Все были так потрясены, что никто из присутствующих даже не бросился к владыке, чтобы его поднять и усадить на скамью, никто не принес ему стакан воды, не протянул платок, не утешил владыку словом.
Вокруг все словно оцепенели.
И два его секретаря, и охрана, и мальчики-свеченосцы, и епархиальный хор, и еще куча всякого бесполезного народа, без которого любой владыка, впрочем, чувствует по крайне мере легкую неуверенность. Теперь же все они застыли, не зная ни что надо делать, ни что вообще значат эти внезапно пролитые и почти святые слезы.
Наконец владыка размазал по лицу последние следы волнения и сказал, обращаясь к отцу Нектарию:
«Вот гляжу я на тебя, Нектарушка, и думаю, чем же это ты собирался купить меня и мое расположение?.. Неужто я столько же стою, сколько эти твои германские унитазы?»
Тишина в трапезной стала почти осязаема.
«Да что вы, ваше преосвященство», – сказал отец Нектарий и, чтобы как-то подбодрить себя, развел руками и попытался изобразить на лице некое подобие улыбки, которая больше напоминала, впрочем, болезненную гримасу у стоматолога.

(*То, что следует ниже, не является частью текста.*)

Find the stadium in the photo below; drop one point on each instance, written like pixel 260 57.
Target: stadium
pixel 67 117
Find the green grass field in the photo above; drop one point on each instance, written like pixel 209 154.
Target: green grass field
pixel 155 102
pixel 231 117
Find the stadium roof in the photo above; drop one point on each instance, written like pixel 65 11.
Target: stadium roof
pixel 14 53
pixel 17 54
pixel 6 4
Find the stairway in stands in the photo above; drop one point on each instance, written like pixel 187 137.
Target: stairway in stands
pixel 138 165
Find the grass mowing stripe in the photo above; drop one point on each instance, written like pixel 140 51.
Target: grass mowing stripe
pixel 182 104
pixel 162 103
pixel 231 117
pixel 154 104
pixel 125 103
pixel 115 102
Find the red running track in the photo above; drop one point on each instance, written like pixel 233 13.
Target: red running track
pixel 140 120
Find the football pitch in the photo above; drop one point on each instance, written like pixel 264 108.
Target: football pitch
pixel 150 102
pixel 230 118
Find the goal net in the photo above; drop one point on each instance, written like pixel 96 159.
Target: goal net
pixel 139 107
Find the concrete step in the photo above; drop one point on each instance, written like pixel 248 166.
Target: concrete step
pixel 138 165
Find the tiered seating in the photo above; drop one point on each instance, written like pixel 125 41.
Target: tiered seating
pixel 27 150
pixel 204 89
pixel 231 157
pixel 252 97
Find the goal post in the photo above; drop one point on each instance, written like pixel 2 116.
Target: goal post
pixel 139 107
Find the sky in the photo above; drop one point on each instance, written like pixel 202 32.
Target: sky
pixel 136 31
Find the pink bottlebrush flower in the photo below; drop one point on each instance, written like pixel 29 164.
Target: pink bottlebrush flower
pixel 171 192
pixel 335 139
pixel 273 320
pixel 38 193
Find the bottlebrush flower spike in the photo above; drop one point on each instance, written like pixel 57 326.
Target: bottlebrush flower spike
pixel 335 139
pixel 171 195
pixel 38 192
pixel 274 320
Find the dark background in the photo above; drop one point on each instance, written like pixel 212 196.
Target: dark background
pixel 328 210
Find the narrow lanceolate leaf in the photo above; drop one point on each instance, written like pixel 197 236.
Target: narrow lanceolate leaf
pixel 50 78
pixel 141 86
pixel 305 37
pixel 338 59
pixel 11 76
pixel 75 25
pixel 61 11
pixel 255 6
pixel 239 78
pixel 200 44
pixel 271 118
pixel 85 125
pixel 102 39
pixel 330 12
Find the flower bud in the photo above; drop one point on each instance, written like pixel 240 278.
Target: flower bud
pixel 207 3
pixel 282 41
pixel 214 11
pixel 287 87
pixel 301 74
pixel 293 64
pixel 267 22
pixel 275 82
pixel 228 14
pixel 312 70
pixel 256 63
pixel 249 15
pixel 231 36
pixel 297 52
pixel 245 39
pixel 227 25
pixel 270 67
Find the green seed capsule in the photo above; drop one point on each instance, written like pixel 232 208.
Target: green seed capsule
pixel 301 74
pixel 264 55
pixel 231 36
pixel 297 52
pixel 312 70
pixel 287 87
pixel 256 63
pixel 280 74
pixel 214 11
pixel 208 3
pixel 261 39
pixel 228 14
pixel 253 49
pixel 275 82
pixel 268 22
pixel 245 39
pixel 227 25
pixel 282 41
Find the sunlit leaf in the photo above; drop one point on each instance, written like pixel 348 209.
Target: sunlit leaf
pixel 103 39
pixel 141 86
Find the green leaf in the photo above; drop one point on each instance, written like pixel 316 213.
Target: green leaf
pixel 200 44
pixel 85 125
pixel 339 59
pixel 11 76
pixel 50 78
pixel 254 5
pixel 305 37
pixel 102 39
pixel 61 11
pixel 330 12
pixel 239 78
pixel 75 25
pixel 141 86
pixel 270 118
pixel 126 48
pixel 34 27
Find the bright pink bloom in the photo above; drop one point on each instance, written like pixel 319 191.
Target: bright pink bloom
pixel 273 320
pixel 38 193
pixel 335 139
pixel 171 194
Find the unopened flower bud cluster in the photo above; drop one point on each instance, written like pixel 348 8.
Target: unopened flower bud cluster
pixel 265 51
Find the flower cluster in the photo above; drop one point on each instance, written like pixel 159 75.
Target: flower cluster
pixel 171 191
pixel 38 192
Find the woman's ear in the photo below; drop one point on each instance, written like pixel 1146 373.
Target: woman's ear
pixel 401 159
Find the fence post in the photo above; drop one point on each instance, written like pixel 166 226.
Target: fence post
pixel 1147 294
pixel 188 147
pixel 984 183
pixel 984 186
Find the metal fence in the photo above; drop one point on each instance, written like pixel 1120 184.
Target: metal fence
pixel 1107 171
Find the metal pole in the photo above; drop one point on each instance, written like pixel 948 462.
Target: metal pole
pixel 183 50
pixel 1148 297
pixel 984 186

«Что мое преосвященство, что? Что? – возразил ему стоящий на коленях владыка. – Я сам знаю, что я преосвященство, а вот ты объясни-ка мне другое, милый друг. Христос, он, по-твоему, что – для германских унитазов распялся или, может, для новых плит газовых?.. Или, может, нам не Распятию и Христу надо поклоняться, а теплым туалетам, которые спасут нас в день Страшного Суда?»
Голос его был тих, однако слышен в самом отдаленном месте трапезной и даже в примыкавшей к трапезной кухне, на пороге которой столпились теперь кухонные работники, боящиеся пропустить хотя бы одно слово.
«Или, может, ты думаешь, – продолжал владыка, – что мне нужны все эти пластики твои и железки?.. Да гори они все огнем, вместе с твоими унитазами, а мне не этого надо!.. Мне другое надобно, а не эти твои финтифлюшки, от которых только голова болит… Как же ты этого до сих пор не понимаешь, Нектарушка?»
«Так ведь удобства, – сказал отец Нектарий, понимая, что несет ахинею, и желая немедленно провалиться сквозь пол. – Монах – он ведь тоже человек».
«Это монах-то человек? – переспросил владыка, и в голосе его послышался лед. – Ты говори, Нектарушка, говори, да не завирайся, а то я тебе точно все ребра-то пересчитаю, век будешь помнить… Ежели ты и вправду думаешь, что монах – он тоже человек, то лучше тебе было бы снять с себя все золототканое да и уйти немедля на покой. А уж я тебе как-нибудь поспособствую…»
Тут произошло следующее.
Отец Нектарий вдруг раскинул руки и медленно опустился на пол рядом с владыкой, который, в свою очередь, вновь зарыдал, размазывая по лицу слезы.
Легкий перезвон пронесся над трапезной.
«Простите, владыка», – сказал отец Нектарий, склоняя голову. И добавил: « Больше не повторится».
«Да слышал уже, слышал – отозвался владыка, пряча лицо в ладонях. – Ты мне уже какой раз обещаешь, Нектарушка?.. И как только тебе самому-то не надоест!»